Je l’ai trouvé en version Poche. Malheureusement, les pattes de mouches et les lignes trop serrées m’ont vite donné mal à la tête. La lecture devint cauchemardesque, un peu comme ce que vivait le personnage principal avec sa créature. Ma détresse a été entendue et un ami correcteur, Pierre-Jean Verhoye, m’a conseillé un magnifique livre broché. Dès que j’ai eu ce livre entre les mains, je ne l’ai plus lâché. J’ai été emportée dans l’histoire, tant par le style de l’auteure que par les superbes illustrations de Bernie Wrightson.

Quatrième de couverture :

« Préparez-vous à entendre des faits que l’on aurait tendance à considérer comme relevant du surnaturel. Si nous nous trouvions dans un cadre moins impressionnant, je pourrais craindre de ne pas être cru, de me couvrir à vos yeux de ridicule.

Mais, au sein de ces régions sauvages et mystérieuses, bien des choses paraîtront possibles qui, ailleurs, provoqueraient le rire chez ceux qui sont ignorants des pouvoirs variés de la nature. »

Cette version contient en plus une préface de Stephen King, que j’ai lue une fois le livre achevé.

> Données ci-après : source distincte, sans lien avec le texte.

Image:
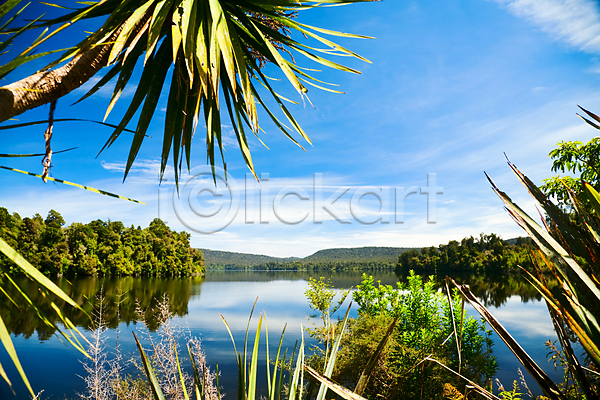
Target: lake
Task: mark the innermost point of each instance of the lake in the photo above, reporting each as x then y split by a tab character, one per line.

Frankenstein débute de la même façon que Les Hauts de Hurle-Vent. Les deux auteures ont utilisé la même technique narrative : la focalisation interne variable. Cet effet de narrations internes enchâssées les unes dans les autres diffère de nos romans actuels et est très intéressant. On se retrouve plongé dans l’esprit des personnages de façon successive, chacun racontant ce qu’il a entendu de l’autre, rapportant fidèlement ses propos. C’est différent des romans polyphoniques, dans lesquels l’auteur livre le point de vue de plusieurs personnages sur un même événement. Le style des auteures est aussi beaucoup plus complexe, les phrases beaucoup plus travaillées qu’elles ne le sont dans les livres modernes. Les traducteurs ont fait un excellent travail. Lire Frankenstein est un exercice intellectuel de haute voltige. La syntaxe d’il y a deux cents ans – Frankenstein a été publié en 1818 – est assez différente de la nôtre. Tout comme je m’étais passionnée pour les mots anciens lors de l’écriture de La Légende du futur, j’ai apprécié chacune des phrases de ce livre à la manière d’une chercheuse d’or qui découvre de belles pépites. De plus, Mary W. Shelley a ponctué son récit de remarques d’une grande justesse, de principes que l’on retrouve aujourd’hui, remaniés de façon moderne, dans le domaine du développement personnel. On n’a rien inventé…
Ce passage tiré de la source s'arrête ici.